Warum die Schweiz bei HIV in Europa an der Spitze liegt

Die Zahl der HIV-Diagnosen in der Schweiz ist im vergangenen Jahr zwar wieder zurückgegangen. Und doch liegt die Zahl der HIV-Diagnosen in der Schweiz im Vergleich zu Europa über dem Schnitt. Warum?

7,4 HIV-Diagnosen pro 100‘000 Einwohner im vergangenen Jahr – die Schweiz belegt hier in von Westeuropa einen Spitzenplatz, im negativen Sinne. Die europäischen Staaten verzeichneten 2013 im Schnitt knapp sechs Fälle.

Warum ist das so? Roger Staub vom Bundesamt für Gesundheit sagt dazu: «Wir haben in Westeuropa drei konzentrierte HIV-Epidemien und die Schweiz ist das einzige Land in Westeuropa, in dem alle drei Epidemien stark ausgeprägt sind.»

HIV tritt in Europa bei drei Gruppen konzentriert auf: bei den Schwulen, den Migranten aus Schwarzafrika und den Drogenabhängigen.

Das HIV in den bestimmten Kreisen

Da ist zum einen die Gruppe der Drogenabhängigen. Seit den 1990er-Jahren sind die HIV-Diagnosen in dieser Gruppe stark rückläufig, den Veränderungen in der Schweizer Drogenpolitik in den 1990er-Jahren sei Dank. Machten die Diagnosen bei den intravenös Drogengebrauchenden Ende der 1980er-Jahre noch fast die Hälfte aller HIV-Diagnosen aus, lagen sie 2013 unter 3 Prozent.

Stärker betroffen vom Risiko einer Ansteckung sind hingegen die Homosexuellen. Obwohl die Schwulen nur drei Prozent der sexuell aktiven Männer ausmachen, betrug ihr Anteil an den HIV-Diagnosen 2013 rund 39 Prozent.

Das Risiko eines Schwulen, auf einen Partner zu treffen, der bereits infiziert ist, ist gegenüber der übrigen Bevölkerung hundertmal höher. Deshalb kommt es zu vielen Neuinfektionen, obwohl sich viele schützen. Dazu kommt, dass das Virus beim ungeschützten Analverkehr leichter übertragen werden kann als beim Vaginalverkehr.

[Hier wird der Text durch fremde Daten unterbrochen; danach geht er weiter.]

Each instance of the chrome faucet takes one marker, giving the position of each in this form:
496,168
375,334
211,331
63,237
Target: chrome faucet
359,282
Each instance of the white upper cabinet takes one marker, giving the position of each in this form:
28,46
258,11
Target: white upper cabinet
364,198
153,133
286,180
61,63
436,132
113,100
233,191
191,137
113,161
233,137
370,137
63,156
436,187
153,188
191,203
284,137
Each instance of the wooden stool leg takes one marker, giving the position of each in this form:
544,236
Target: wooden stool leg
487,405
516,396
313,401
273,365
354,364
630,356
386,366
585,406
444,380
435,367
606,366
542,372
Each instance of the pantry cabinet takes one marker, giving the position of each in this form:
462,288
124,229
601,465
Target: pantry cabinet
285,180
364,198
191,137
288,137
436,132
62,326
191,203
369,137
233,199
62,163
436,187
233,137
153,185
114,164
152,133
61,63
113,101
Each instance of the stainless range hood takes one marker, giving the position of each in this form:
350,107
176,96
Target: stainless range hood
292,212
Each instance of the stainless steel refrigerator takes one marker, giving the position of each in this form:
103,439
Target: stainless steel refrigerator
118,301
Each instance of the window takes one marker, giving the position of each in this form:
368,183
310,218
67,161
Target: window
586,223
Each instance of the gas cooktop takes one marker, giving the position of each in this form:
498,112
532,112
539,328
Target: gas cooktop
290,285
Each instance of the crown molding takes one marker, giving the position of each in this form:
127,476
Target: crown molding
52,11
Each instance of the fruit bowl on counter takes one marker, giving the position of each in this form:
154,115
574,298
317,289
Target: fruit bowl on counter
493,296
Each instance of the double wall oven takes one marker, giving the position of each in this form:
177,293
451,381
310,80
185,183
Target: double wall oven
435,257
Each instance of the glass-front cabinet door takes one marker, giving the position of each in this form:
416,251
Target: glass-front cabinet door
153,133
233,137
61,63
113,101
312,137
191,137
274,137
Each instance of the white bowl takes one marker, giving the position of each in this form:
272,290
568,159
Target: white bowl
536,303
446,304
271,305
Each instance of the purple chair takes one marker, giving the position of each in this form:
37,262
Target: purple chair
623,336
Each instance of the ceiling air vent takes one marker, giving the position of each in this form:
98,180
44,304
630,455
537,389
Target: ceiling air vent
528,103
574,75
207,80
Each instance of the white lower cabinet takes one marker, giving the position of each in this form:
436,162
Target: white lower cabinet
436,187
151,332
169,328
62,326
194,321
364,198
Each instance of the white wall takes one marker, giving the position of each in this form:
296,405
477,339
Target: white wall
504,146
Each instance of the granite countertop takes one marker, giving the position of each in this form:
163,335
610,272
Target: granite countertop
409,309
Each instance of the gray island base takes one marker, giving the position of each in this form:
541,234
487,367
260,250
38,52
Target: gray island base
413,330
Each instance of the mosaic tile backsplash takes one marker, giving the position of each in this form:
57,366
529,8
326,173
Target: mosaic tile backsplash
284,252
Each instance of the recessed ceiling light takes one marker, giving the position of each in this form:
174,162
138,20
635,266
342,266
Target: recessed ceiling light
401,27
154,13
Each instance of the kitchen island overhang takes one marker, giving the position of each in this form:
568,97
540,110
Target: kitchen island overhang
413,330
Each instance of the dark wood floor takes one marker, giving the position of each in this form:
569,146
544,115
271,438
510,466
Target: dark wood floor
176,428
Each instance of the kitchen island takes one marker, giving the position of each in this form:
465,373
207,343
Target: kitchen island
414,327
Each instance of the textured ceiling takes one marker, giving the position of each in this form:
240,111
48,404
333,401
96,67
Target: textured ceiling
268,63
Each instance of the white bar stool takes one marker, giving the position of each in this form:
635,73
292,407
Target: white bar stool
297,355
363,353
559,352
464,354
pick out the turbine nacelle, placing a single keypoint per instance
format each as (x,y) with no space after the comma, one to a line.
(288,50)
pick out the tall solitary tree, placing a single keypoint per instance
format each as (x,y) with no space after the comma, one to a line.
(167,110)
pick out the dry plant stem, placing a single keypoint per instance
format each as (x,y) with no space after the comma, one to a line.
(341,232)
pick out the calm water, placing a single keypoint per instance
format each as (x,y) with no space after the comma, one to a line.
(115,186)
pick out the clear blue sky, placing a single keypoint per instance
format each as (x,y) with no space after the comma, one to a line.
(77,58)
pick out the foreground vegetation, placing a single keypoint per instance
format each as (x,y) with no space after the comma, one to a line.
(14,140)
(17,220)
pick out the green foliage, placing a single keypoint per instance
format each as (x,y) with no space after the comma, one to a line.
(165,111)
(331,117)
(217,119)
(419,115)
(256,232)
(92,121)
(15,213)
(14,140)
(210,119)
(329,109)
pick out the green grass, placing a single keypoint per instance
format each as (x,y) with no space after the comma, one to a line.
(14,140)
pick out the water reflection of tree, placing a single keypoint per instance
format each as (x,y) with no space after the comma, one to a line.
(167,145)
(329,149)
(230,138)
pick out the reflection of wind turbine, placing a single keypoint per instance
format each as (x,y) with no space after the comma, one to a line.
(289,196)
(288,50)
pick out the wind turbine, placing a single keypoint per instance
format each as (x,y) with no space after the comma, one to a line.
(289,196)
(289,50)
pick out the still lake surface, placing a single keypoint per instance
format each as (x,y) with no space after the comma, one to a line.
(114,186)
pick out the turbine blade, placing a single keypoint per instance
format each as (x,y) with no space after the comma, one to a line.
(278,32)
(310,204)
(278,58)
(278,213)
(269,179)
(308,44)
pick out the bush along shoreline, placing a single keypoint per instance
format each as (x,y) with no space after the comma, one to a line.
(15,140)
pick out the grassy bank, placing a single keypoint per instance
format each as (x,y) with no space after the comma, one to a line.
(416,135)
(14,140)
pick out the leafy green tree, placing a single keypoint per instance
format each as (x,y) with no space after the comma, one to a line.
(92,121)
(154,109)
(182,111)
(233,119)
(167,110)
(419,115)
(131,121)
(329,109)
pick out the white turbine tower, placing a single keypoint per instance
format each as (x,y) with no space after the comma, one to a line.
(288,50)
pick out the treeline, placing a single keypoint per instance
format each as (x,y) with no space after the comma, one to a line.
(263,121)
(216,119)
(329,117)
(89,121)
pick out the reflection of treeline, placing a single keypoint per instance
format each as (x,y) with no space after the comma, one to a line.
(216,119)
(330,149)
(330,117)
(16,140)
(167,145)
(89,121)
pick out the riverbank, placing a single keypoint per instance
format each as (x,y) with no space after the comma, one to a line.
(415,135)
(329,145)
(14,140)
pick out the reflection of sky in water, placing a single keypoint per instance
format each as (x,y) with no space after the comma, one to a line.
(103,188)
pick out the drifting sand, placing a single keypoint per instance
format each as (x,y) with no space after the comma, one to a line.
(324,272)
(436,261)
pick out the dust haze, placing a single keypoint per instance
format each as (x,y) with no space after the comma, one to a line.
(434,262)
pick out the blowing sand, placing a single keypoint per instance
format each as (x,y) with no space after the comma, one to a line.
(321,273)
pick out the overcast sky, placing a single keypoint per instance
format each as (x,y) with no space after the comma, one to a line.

Migranten oft vor Einreise schon HIV-Träger

Die dritte konzentrierte Epidemie betrifft die Migranten, die aus der Region südlich der Sahara kommen. Gemäss WHO ist in dieser Region rund jeder Zehnte mit dem HIV infiziert. In den meisten Fällen tragen die Migranten den Virus schon in sich, wenn sie in die Schweiz einreisen. 12,2 Prozent der HIV-Diagnosen in der Schweiz betreffen Migranten aus Schwarzafrika.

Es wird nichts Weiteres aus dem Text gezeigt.